Texas Federal Court Holds Limitations Period May Not Have Run on FDCPA Claim if Creditor Obtained Default Judgment in Improper Venue

The United States District Court for the Eastern District of Texas recently denied a debt collector’s motion to dismiss, holding that the one-year statute of limitations under the FDCPA may not have commenced if the creditor brought its action against the debtor in an improper venue.  See Barboza v. Weinstein & Riley, P.S., 2020 WL 5849549 (E.D. Tex. 2020).  In the case, the defendant debt collector filed an action against plaintiff in state court in 2010, obtaining a default judgment in 2011.  In 2019, defendant filed a garnishment action against plaintiff’s bank, seeking to turn over plaintiff’s funds.  Plaintiff then brought this action alleging a violation of the FDCPA.  Specifically, plaintiff alleged that defendant violated Section 1692i, which prohibits a debt collector from bringing an action in a venue unless (i) it is enforcing a security interest against real property in that county or judicial district, (ii) the debtor resides in that county or judicial district, or (iii) the debtor entered into the contract at issue in that county or judicial district.  Defendant filed a motion to dismiss, arguing that a garnishment action was not subject to 1692i and that any claim relating to the 2010 action would be outside the FDCPA’s one-year statute of limitations.

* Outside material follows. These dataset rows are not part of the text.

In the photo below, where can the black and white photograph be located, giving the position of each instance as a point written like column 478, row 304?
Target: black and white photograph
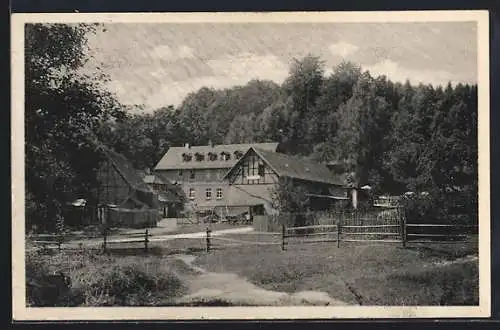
column 315, row 164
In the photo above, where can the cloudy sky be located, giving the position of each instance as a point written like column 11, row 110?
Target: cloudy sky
column 158, row 64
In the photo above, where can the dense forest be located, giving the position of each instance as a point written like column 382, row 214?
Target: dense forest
column 394, row 136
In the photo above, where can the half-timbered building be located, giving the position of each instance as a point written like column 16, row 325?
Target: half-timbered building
column 256, row 175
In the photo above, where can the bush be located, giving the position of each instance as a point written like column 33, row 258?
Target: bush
column 99, row 280
column 440, row 209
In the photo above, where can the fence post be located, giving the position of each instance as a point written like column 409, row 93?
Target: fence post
column 208, row 239
column 283, row 237
column 60, row 239
column 338, row 232
column 105, row 233
column 402, row 220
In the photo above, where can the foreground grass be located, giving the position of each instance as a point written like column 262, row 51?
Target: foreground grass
column 362, row 274
column 102, row 280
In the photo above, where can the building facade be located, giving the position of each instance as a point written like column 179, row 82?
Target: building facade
column 200, row 171
column 254, row 179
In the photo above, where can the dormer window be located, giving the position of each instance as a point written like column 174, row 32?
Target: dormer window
column 212, row 156
column 199, row 156
column 187, row 157
column 238, row 154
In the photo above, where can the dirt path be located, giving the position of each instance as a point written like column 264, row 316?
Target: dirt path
column 231, row 289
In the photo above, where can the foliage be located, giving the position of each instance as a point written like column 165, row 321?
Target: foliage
column 64, row 105
column 395, row 137
column 99, row 280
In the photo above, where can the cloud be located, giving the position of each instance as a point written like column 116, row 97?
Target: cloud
column 227, row 71
column 245, row 66
column 166, row 52
column 396, row 72
column 342, row 49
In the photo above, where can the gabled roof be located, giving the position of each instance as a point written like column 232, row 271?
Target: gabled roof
column 153, row 179
column 125, row 168
column 294, row 167
column 173, row 158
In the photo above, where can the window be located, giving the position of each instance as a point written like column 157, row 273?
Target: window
column 219, row 193
column 192, row 193
column 212, row 156
column 199, row 156
column 238, row 154
column 261, row 170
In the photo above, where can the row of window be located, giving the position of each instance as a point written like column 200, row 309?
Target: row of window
column 187, row 157
column 192, row 174
column 208, row 193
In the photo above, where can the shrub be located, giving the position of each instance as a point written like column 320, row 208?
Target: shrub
column 99, row 280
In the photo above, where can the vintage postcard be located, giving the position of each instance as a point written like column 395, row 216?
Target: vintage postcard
column 250, row 165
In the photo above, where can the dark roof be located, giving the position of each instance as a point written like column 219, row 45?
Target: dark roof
column 125, row 168
column 296, row 167
column 173, row 158
column 153, row 179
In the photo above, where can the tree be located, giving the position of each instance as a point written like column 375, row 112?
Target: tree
column 303, row 86
column 63, row 107
column 323, row 123
column 362, row 129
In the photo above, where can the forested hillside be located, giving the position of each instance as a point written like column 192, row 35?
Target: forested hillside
column 393, row 136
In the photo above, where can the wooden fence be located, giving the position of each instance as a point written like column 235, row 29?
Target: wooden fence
column 390, row 228
column 61, row 242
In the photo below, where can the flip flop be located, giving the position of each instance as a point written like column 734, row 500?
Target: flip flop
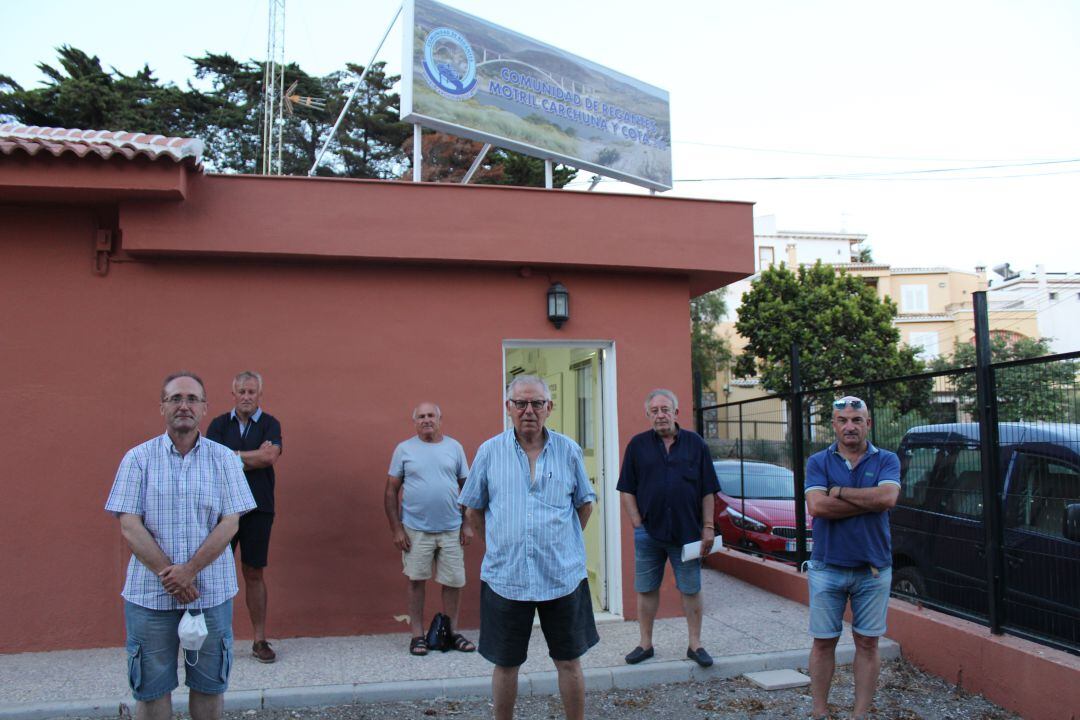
column 418, row 646
column 461, row 643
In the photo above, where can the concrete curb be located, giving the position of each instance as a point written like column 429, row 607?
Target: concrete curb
column 529, row 683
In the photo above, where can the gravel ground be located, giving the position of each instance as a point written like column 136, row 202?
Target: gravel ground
column 904, row 693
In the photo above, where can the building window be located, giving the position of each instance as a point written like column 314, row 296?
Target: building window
column 926, row 340
column 913, row 298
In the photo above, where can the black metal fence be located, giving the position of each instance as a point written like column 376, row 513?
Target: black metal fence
column 987, row 525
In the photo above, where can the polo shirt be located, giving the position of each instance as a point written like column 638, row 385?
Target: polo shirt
column 535, row 547
column 859, row 540
column 261, row 426
column 669, row 485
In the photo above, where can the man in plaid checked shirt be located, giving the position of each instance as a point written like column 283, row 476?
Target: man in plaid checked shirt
column 179, row 498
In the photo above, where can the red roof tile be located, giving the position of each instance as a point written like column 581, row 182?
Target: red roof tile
column 106, row 144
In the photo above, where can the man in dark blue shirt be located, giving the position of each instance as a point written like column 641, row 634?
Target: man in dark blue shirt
column 255, row 436
column 667, row 487
column 850, row 487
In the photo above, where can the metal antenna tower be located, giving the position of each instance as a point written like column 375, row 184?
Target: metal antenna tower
column 273, row 90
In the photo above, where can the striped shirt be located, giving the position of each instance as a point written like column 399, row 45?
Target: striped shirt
column 180, row 500
column 536, row 549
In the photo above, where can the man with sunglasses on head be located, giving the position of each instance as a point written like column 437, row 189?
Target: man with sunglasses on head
column 529, row 494
column 667, row 487
column 179, row 498
column 850, row 487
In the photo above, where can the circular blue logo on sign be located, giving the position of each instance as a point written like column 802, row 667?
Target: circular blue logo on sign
column 449, row 64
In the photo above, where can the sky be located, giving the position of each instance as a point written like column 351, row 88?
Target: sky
column 947, row 132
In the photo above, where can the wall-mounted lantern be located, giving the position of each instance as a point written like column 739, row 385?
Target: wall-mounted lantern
column 558, row 304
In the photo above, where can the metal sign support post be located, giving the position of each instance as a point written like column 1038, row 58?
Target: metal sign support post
column 417, row 151
column 360, row 82
column 475, row 165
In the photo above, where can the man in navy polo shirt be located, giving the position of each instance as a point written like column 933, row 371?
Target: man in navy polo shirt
column 850, row 487
column 667, row 488
column 255, row 436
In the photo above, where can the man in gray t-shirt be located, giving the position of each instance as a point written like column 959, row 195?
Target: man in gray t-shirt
column 428, row 472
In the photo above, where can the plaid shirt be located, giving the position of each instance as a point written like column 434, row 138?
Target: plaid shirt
column 180, row 500
column 536, row 549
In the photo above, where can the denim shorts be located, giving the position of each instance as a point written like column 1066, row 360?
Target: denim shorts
column 649, row 558
column 152, row 648
column 832, row 585
column 505, row 625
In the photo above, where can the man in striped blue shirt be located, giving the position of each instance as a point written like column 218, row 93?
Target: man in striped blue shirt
column 529, row 494
column 179, row 498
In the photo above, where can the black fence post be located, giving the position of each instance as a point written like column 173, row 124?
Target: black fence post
column 797, row 460
column 869, row 411
column 699, row 415
column 987, row 404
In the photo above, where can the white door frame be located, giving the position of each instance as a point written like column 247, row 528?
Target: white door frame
column 609, row 466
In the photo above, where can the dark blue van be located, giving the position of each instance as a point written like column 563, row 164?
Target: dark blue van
column 939, row 538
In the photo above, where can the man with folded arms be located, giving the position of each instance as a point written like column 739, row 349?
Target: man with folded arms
column 667, row 488
column 850, row 487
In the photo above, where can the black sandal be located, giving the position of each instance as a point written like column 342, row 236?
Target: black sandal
column 461, row 643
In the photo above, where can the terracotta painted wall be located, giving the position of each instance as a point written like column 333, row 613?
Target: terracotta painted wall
column 346, row 347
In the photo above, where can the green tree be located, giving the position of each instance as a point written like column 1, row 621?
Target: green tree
column 80, row 94
column 845, row 334
column 224, row 108
column 1040, row 391
column 709, row 353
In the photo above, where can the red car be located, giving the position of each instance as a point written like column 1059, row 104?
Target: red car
column 755, row 507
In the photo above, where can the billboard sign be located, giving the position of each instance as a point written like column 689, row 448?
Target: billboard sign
column 473, row 79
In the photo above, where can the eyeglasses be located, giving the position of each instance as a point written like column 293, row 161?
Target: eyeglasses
column 537, row 405
column 180, row 399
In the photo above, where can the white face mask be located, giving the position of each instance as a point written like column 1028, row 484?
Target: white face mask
column 192, row 632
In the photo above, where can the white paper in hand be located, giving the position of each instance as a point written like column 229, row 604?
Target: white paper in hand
column 691, row 551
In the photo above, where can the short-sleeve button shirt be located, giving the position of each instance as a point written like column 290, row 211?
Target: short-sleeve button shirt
column 536, row 549
column 669, row 485
column 180, row 500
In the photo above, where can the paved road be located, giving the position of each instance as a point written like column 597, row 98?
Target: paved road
column 905, row 694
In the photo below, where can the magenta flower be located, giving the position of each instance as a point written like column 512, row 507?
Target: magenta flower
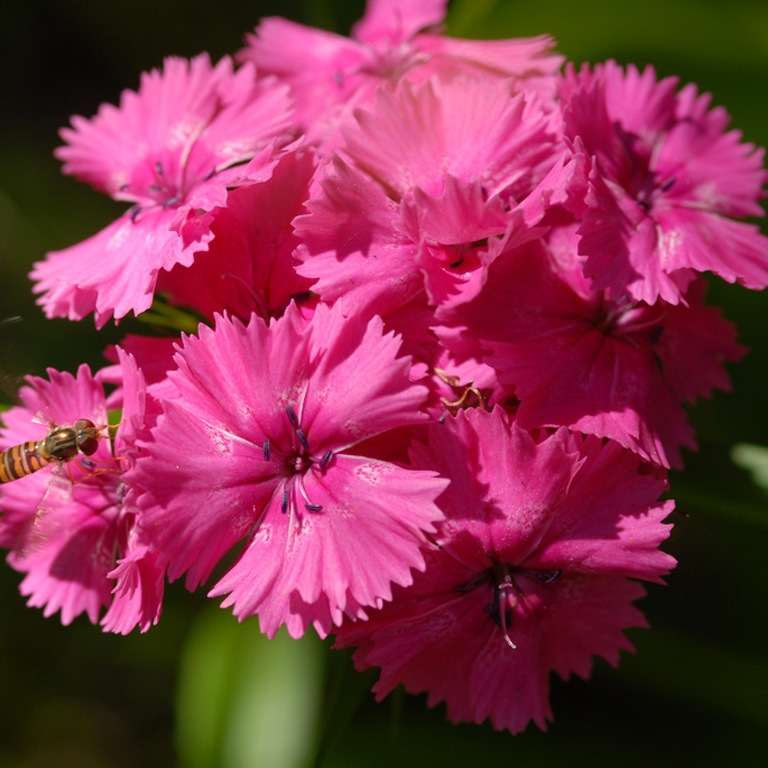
column 249, row 265
column 70, row 528
column 172, row 149
column 532, row 573
column 259, row 445
column 666, row 181
column 574, row 357
column 395, row 40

The Court denied the motion.  First, the Court found that the one-year limitations period for a violation under 1692i does not begin to run until the debtor receives notice of the lawsuit.  Here, the parties did not present the Court with any information about when plaintiff received notice of the 2010 lawsuit, so the Court denied the motion with regard to the 2010 lawsuit.  Second, the Court found that the 2019 garnishment action may have restarted the limitations period.  Adopting a two-step analysis from the 9th Circuit, the Court found that a garnishment action may constitute a “legal action” subject to 1692i if the original action resulting in a default judgment was brought in an improper venue.  In this case, “[a]s alleged, the Credit Card Suit was filed in the wrong venue, and hence, the Default Judgment was secured in the wrong venue.”  Accordingly, the Court denied the motion to dismiss.